This is the first book by McCaffrey that I ever read. And, guess what! It is the first book she ever had published. It came out in 1967 and I bought it along about then. I had just graduated from college and was still realizing that I now had enough money (on my princely salary of $8000 per annum) to occasionally buy a book. It is not available for Kindle - and the copy I just finished reading is not the first that I have owned.
There are clues that this is an early work. The characters aren't as clearly drawn and convincing as in later works, there are some inconsistencies in plotting, there are even a few spots where it drags a bit - but nothing that kept me from loving this book and rereading it many times. Another curious thing about this book in particular - it doesn't settle down cleanly on one side or the other of the line that separates McCaffrey's work into two categories in my mind. The setting and context here are clearly SF, but it shifts into what is primarily romantic suspense with the SF still dominating the action in the background, but the romance the story around the main character, Sara.
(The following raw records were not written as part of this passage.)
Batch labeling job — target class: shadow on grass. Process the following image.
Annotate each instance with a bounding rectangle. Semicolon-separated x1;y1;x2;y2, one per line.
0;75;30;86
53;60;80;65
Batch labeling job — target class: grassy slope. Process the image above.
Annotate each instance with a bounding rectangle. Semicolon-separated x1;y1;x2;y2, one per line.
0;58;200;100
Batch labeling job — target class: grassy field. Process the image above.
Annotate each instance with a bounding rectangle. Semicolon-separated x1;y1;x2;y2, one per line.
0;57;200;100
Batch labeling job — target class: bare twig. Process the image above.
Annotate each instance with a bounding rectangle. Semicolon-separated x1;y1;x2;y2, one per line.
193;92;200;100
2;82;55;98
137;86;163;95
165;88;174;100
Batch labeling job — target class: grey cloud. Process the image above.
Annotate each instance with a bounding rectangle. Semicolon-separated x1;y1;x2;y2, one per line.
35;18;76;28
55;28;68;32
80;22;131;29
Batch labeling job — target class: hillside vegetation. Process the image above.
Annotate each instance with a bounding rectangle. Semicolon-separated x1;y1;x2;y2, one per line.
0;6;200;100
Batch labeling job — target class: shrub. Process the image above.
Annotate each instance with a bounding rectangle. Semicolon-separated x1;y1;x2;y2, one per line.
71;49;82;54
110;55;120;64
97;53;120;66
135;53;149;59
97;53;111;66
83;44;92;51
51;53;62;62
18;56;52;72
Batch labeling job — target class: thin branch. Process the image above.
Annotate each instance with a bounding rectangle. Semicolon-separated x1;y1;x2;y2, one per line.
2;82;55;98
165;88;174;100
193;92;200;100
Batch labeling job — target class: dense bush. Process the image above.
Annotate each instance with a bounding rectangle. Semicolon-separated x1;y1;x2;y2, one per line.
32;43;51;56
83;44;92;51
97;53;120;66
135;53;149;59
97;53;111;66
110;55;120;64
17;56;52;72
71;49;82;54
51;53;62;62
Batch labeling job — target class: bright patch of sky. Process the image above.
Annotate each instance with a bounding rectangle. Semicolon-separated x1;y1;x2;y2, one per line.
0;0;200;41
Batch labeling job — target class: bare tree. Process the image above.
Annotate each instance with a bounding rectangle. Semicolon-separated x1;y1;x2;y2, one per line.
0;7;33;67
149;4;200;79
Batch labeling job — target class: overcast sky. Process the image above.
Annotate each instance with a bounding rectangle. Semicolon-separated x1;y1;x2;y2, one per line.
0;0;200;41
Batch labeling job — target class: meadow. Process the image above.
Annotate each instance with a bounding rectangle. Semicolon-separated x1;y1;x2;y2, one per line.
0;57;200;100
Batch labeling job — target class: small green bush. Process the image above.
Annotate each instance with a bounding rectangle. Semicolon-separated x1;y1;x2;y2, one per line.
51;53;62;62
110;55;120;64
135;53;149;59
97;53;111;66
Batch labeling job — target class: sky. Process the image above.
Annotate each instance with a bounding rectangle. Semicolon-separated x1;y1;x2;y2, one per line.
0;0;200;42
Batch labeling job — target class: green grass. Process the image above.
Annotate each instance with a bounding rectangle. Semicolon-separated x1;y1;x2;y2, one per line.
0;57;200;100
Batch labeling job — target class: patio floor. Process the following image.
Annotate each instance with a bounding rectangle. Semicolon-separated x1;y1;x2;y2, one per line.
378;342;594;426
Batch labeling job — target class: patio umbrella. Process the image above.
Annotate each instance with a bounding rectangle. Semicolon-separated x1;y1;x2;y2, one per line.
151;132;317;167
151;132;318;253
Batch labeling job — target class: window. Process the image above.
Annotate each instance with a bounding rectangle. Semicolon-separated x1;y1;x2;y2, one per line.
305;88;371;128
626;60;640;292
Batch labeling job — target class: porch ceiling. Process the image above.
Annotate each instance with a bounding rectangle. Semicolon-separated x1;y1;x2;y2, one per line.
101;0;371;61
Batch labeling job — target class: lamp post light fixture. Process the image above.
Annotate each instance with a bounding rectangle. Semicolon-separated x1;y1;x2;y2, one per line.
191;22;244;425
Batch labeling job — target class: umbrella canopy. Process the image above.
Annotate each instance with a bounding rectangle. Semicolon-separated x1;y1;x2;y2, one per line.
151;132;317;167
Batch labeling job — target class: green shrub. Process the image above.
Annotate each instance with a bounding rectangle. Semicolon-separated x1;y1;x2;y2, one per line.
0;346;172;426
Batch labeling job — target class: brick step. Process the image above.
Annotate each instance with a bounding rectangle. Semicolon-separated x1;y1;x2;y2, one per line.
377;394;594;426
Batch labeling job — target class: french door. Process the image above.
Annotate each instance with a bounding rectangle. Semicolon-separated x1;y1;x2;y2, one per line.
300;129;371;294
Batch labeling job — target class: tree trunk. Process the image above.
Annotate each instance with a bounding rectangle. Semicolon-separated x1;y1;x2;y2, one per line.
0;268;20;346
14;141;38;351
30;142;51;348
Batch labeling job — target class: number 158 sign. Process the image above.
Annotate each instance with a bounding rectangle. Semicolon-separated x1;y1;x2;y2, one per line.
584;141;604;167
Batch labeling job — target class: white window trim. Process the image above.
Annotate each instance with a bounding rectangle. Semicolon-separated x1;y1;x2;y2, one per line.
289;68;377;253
McCaffrey makes an interesting case for a society which has high technology only as a result of having captured it from invaders, and makes much of the technological voids left by having achieved space flight and such by springboard rather than by inventing it stone upon stone on their own. It is in some ways like an examination of Roddenberry's Prime Directive, which has become almost as fixed in current techno-SF as Asimov's Laws of Robotics. Sara frequently wonders why they don't have such commonplace conveniences as zippers, paper, and effective ground transportation. When the locals are ready to mount an expedition to Earth to invite them(us) to join their alliance against a mutual enemy, Sara is delighted to inform them that although earth does not have interstellar travel, there is a planetary defense system and that unaided by alien tech the people of earth have made some forays into space.